Duratron® PBI is the highest performance engineering thermoplastic available today. Duratron® PBI offers the highest heat resistance and mechanical property retention over 400°F of any unfilled plastic. Duratron® PBI has better wear resistance and load carrying capabilities at extreme temperatures than any other reinforced or unreinforced engineering plastic.

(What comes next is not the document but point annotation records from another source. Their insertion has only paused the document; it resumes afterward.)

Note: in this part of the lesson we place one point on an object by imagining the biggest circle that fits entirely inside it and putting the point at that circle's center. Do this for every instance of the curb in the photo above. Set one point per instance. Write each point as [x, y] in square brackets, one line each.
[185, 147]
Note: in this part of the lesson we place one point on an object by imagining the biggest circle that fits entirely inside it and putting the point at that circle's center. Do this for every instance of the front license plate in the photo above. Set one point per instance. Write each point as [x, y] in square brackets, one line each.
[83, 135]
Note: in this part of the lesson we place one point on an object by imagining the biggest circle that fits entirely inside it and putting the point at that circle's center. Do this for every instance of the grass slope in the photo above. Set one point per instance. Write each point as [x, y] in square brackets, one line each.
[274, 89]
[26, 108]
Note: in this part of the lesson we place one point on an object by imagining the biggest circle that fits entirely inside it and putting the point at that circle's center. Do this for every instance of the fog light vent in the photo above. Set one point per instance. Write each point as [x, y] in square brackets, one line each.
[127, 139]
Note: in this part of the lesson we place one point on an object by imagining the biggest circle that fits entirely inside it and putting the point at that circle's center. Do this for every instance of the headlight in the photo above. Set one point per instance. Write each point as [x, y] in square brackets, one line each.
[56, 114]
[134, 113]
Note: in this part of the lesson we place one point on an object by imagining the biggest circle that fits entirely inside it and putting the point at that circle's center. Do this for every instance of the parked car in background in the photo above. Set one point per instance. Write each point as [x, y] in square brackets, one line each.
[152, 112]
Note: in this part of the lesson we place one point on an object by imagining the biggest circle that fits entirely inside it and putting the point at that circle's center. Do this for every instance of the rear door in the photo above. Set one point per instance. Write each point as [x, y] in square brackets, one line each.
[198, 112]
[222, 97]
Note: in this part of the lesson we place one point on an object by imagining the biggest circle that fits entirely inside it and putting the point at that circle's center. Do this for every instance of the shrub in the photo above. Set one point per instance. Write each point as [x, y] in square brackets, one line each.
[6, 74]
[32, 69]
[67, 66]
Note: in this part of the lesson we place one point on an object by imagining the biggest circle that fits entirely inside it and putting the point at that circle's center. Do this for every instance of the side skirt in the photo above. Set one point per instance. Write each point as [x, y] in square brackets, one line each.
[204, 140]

As an unreinforced material, Duratron® PBI is very "clean" in terms of ionic impurity and it does not outgas (except water). These characteristics make Duratron® PBI very attractive to semiconductor manufacturers for vacuum chamber applications. Duratron® PBI has excellent ultrasonic transparency which makes it an ideal choice for parts such as probe tip lenses in ultrasonic measuring equipment.
Duratron® PBI is also an excellent thermal insulator. Other plastics in melt do not stick to Duratron® PBI. These characteristics make Duratron® PBI ideal for contact seals and insulator bushings in plastic production and molding equipment.

Proven applications include:

  • High heat insulator bushings for hot runner manifolds
  • Electrical connectors for aircraft engines
  • Ball valve seats for high temperature fluid handling
  • Clamp rings for gas plasma etching equipment


Duratron® PBI is extremely hard and can be challenging to fabricate. Polycrystalline diamond tools are recommended when fabricating production quantities. Duratron® PBI tends to be notch sensitive. All corners should be radiused (0.040" min.) and edges chamfered to maximize part toughness. High tolerance fabricated components should be stored in sealed containers (usually polybags with desiccant) to avoid dimensional changes due to moisture absorption. Components rapidly exposed to temperatures above 400°F (205°C) should be "dried" prior to use or kept dry to avoid deformation from thermal shock.